The Reds great gets in after his third year on the ballot; Jack Morris still a notable omission.

Barry Larkin Voted Into Baseball Hall of Fame

The voting process for induction for the Baseball Hall of Fame really confuses me.  Other writers have already lambasted the whole process, like Eric Nusbaum at the Classical and Rob Neyer at SB Nation (both terrific reads).  It's hard to consider how a player's stats make him worthy after a 10-year wait, but after seven seasons he wasn't deserving.  Writers hold certain grudges against some players and won't vote for them.  The whole thing seems sort of crooked, especially when great players like Edgar Martinez (the greatest DH and one of the purest hitters to ever play the game) and Jack Morris (whose '91 World Series should validate entry on its own) aren't yet enshrined.

But a player that surely deserves to be in the Hall of Fame got in after today's vote: Barry Larkin.
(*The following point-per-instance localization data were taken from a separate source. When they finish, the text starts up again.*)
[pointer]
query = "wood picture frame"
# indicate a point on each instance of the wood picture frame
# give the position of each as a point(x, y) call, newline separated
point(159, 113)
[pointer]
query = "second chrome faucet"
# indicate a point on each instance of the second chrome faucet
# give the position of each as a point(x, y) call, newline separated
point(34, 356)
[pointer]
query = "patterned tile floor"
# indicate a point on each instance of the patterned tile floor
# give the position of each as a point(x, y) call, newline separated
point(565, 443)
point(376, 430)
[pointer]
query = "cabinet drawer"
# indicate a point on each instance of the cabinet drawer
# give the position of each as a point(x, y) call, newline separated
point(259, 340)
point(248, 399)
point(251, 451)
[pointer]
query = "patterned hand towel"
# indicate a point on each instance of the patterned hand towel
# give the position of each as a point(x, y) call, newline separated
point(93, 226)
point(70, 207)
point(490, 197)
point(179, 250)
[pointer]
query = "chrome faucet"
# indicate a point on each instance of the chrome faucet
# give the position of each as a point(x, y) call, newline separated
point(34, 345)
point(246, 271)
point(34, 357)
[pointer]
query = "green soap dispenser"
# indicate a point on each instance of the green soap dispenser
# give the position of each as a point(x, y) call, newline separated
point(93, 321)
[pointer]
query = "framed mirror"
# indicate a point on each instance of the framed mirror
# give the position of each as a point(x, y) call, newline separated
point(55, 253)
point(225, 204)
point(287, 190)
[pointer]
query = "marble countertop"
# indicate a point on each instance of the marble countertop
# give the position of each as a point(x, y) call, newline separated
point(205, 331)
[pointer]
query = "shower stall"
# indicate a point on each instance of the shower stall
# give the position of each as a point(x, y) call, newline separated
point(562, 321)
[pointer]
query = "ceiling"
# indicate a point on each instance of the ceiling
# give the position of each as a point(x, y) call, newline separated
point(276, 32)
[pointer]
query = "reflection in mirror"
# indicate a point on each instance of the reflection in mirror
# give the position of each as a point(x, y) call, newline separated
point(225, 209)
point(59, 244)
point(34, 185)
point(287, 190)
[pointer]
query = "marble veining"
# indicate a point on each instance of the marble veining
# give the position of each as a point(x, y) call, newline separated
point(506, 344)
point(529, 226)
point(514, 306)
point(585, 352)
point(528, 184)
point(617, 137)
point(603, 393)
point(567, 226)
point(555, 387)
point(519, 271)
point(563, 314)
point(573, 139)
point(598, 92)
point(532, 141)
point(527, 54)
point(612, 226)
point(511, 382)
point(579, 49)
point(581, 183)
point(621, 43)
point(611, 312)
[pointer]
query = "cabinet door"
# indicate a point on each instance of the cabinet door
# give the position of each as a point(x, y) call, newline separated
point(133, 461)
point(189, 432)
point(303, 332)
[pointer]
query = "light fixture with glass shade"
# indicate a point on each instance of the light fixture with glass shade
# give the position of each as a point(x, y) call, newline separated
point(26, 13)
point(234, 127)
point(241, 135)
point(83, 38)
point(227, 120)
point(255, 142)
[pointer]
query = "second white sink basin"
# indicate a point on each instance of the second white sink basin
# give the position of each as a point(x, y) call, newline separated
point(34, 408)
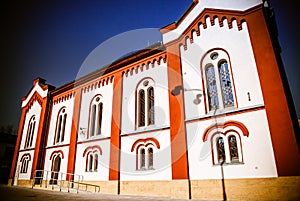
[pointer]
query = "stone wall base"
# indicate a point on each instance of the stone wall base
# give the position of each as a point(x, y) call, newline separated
point(280, 188)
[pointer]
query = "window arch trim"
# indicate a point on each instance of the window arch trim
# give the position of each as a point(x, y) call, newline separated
point(62, 124)
point(143, 142)
point(225, 137)
point(30, 132)
point(223, 126)
point(56, 153)
point(203, 77)
point(139, 87)
point(92, 149)
point(97, 128)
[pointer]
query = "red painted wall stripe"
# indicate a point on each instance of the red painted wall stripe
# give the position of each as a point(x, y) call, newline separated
point(73, 137)
point(177, 125)
point(279, 118)
point(115, 144)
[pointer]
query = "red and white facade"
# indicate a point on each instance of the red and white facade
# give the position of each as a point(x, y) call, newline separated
point(164, 120)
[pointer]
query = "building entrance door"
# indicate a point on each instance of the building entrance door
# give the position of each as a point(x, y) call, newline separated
point(55, 169)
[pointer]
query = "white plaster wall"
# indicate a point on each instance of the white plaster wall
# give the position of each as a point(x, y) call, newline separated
point(24, 176)
point(107, 92)
point(257, 149)
point(68, 104)
point(103, 161)
point(64, 161)
point(239, 5)
point(34, 110)
point(244, 72)
point(161, 99)
point(161, 158)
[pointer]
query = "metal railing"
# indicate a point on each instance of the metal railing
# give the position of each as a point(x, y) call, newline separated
point(62, 180)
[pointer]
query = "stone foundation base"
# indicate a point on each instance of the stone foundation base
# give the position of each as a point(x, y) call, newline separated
point(281, 188)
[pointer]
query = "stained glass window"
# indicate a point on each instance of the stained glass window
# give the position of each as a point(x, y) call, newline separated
point(233, 148)
point(141, 108)
point(212, 87)
point(30, 132)
point(143, 159)
point(96, 117)
point(220, 150)
point(150, 155)
point(151, 106)
point(226, 84)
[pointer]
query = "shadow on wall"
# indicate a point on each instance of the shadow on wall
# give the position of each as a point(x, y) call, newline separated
point(7, 148)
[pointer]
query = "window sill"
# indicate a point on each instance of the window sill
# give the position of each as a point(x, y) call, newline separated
point(145, 169)
point(231, 163)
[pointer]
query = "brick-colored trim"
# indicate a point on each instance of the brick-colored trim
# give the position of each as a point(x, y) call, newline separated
point(279, 118)
point(73, 136)
point(115, 143)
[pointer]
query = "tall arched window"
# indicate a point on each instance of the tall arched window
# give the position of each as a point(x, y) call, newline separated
point(226, 84)
point(142, 158)
point(92, 162)
point(30, 132)
point(234, 156)
point(221, 150)
point(96, 113)
point(212, 87)
point(141, 108)
point(150, 106)
point(145, 103)
point(60, 126)
point(25, 162)
point(150, 158)
point(218, 78)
With 86% of the vote, Larkin easily got in after falling votes short last year.  He joins the late Ron Santo as the only inductees in this year's class.  SI.s Joe Posnanski wrote this about Larkin today:

I happened to be covering the Reds for the now-deceased Cincinnati Post during the season that Larkin won the MVP, as well as the two or three seasons around it, and I can tell you that there was an aura about the guy. I’m not sure if it was easily seen or felt in the stands or on television, but it was something that was palpable for the baseball writers who went into the locker room every day...

Larkin, though, stood apart. He could be friendly, sure, and he could be edgy. He had a brilliant baseball mind, but he rarely said anything that showed it. He fulfilled his role as team leader completely, but didn’t often seem to enjoy it. He played hard, and he was hurt often...
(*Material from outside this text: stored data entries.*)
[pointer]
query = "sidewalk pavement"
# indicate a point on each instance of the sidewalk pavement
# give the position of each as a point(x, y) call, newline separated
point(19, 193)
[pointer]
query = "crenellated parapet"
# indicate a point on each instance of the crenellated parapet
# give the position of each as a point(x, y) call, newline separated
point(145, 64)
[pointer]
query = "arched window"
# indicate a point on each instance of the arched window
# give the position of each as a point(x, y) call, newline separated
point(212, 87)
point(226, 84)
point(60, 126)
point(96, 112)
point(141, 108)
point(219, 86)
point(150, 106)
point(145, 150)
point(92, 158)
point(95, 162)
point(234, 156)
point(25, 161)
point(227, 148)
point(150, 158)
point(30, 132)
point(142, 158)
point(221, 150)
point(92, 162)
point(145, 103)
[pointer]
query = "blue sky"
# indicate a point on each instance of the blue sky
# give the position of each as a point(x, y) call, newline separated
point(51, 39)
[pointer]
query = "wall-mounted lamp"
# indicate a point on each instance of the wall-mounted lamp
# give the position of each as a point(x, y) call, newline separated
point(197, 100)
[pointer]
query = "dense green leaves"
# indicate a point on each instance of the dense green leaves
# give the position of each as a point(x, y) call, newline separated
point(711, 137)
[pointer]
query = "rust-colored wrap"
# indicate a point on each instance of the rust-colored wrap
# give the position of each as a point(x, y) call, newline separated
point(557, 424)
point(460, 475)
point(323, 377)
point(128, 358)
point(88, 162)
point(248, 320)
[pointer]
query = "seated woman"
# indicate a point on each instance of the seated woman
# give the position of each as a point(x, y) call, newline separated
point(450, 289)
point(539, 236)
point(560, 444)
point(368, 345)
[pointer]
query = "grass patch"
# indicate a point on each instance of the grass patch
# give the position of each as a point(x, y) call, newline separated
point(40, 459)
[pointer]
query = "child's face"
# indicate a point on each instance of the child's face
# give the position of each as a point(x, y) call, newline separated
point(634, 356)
He was a marvel to watch play baseball, because he did everything so well. He hit for average. He hit for power. He took a walk. He hardly ever struck out. He stretched singles into doubles and doubles into triples. He stole a lot of bases and was rarely caught. He went first to third. He had great range. He had a good arm. He turned the double play. If you needed a sac bunt, he’d get it down. If you needed a sac fly, he’d hit it...

Over time, Larkin’s greatness has become apparent. There are so few in baseball history who could really do everything well. And here’s the wonderful thing about making the Hall of Fame — once you’re in, you’re in, and nobody cares anymore about whether you FEEL like a Hall of Famer. What difference does it make? You ARE a Hall of Famer.
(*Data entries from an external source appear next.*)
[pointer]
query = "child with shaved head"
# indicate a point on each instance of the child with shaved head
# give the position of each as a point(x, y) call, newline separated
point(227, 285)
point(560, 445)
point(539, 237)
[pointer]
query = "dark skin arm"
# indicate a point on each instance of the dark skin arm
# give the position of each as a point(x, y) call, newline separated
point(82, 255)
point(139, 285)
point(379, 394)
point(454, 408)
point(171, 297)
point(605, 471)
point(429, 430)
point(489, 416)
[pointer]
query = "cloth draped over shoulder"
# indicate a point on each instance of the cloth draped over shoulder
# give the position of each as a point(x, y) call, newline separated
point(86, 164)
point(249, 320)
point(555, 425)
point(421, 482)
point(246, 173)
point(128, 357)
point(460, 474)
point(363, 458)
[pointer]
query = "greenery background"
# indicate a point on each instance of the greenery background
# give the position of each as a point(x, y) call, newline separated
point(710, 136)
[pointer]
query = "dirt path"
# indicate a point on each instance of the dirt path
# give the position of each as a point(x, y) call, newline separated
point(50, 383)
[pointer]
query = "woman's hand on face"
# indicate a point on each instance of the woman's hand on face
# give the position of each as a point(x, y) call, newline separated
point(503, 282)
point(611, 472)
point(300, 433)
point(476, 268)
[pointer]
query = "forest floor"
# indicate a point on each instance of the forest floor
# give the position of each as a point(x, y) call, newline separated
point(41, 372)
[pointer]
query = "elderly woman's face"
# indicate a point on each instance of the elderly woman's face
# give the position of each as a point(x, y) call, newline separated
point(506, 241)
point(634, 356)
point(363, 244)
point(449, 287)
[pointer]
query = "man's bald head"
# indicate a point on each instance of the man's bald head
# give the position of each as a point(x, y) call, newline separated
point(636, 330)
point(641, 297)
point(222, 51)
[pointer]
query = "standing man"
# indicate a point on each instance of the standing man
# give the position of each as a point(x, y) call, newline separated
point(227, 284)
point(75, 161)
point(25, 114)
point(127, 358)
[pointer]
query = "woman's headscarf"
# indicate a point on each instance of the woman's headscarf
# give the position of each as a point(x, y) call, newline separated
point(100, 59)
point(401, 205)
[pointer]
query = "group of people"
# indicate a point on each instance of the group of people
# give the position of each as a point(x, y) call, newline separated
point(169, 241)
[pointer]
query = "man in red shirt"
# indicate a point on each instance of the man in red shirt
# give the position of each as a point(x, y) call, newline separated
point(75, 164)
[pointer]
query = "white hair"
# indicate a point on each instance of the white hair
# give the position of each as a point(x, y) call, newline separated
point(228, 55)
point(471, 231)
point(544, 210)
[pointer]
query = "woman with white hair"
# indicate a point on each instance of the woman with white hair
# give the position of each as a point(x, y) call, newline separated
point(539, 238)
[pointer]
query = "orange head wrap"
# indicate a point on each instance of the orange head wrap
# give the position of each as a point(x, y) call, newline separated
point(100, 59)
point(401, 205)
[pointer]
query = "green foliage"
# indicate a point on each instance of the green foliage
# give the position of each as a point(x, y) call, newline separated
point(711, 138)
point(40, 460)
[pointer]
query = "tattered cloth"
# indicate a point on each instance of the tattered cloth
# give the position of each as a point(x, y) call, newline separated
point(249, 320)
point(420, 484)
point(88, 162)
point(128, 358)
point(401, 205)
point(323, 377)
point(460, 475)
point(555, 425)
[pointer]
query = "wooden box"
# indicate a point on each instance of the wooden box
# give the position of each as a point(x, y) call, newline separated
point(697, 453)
Over his esteemed career, Larkin did indeed earn an MVP award in 1995, and compiled some excellent career statistics.  In a career that spanned 18 seasons, all spent with the Cincinnati Reds, Larkin batted .295 with 198 home runs, 960 RBI, nine Silver Slugger awards, and three Gold Glove awards at shortstop.  While he never was a league-leader in any one category, like Posnanski wrote, you couldn't deny that he was a great player.  So congrats, Mr. Larkin, on this achievement.  Better luck next year, Mr. Morris and Mr. Martinez.